Demonstrating how to get DonkeyCar Tub files into a PyTorch/fastai DataBlock

In [None]:
from fastai.data.all import *
from fastai.vision.all import *
from fastai.data.transforms import ColReader, Normalize, RandomSplitter
import torch
from torch import nn
from torch.nn import functional as F

In [None]:
from donkeycar.parts.tub_v2 import Tub
import pandas as pd
from pathlib import Path

In [None]:
from malpi.dk.train import preprocessFileList, get_data, get_learner, get_autoencoder, train_autoencoder

In [None]:
def learn_resnet():
    learn2 = cnn_learner(dls, resnet18, loss_func=MSELossFlat(), metrics=[rmse], cbs=ActivationStats(with_hist=True))
    learn2.fine_tune(5)
    
    learn2.recorder.plot_loss()
    learn2.show_results(figsize=(20,10))

The below code is modified from: https://github.com/cmasenas/fastai_navigation_training/blob/master/fastai_train.ipynb.
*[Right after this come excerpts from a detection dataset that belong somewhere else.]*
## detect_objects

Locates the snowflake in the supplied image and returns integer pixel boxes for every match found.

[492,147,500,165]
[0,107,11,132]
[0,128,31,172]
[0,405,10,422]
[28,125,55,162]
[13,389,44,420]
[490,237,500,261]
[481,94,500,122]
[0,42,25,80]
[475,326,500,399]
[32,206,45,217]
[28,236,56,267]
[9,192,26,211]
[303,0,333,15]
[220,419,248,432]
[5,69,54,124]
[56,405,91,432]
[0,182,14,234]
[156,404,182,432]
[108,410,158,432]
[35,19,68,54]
TODO: Figure out how to have multiple output heads

In [None]:
def test_one_transform(name, inputs, df_all, batch_tfms, item_tfms, epochs, lr):
    dls = get_data(inputs, df_all=df_all, batch_tfms=batch_tfms, item_tfms=item_tfms)
    callbacks = [CSVLogger(f"Transform_{name}.csv", append=True)]
    learn = get_learner(dls)
    #learn.no_logging() #Try this to block logging when doing many training test runs
    learn.fit_one_cycle(epochs, lr, cbs=callbacks)
    #learn.recorder.plot_loss()
    #learn.show_results(figsize=(20,10))

In [None]:
# Train multipel times using a list of Transforms, one at a time.
# Compare mean/stdev of best validation loss (or rmse?) for each Transform
df_all = get_dataframe("track1_warehouse.txt")
transforms = [None]
transforms.extend( [*aug_transforms(do_flip=False, size=128)] )
for tfm in transforms:
    name = "None" if tfm is None else str(tfm.__class__.__name__)
    print( f"Transform: {name}" )
    for i in range(5):
        print( f"   Run {i+1}" )
        test_one_transform(name, "track1_warehouse.txt", df_all, None, 5, 3e-3)

In [None]:
def visualize_learner( learn ):
    #dls=nav.dataloaders(df, bs=512)
    preds, tgt = learn.get_preds(dl=[dls.one_batch()])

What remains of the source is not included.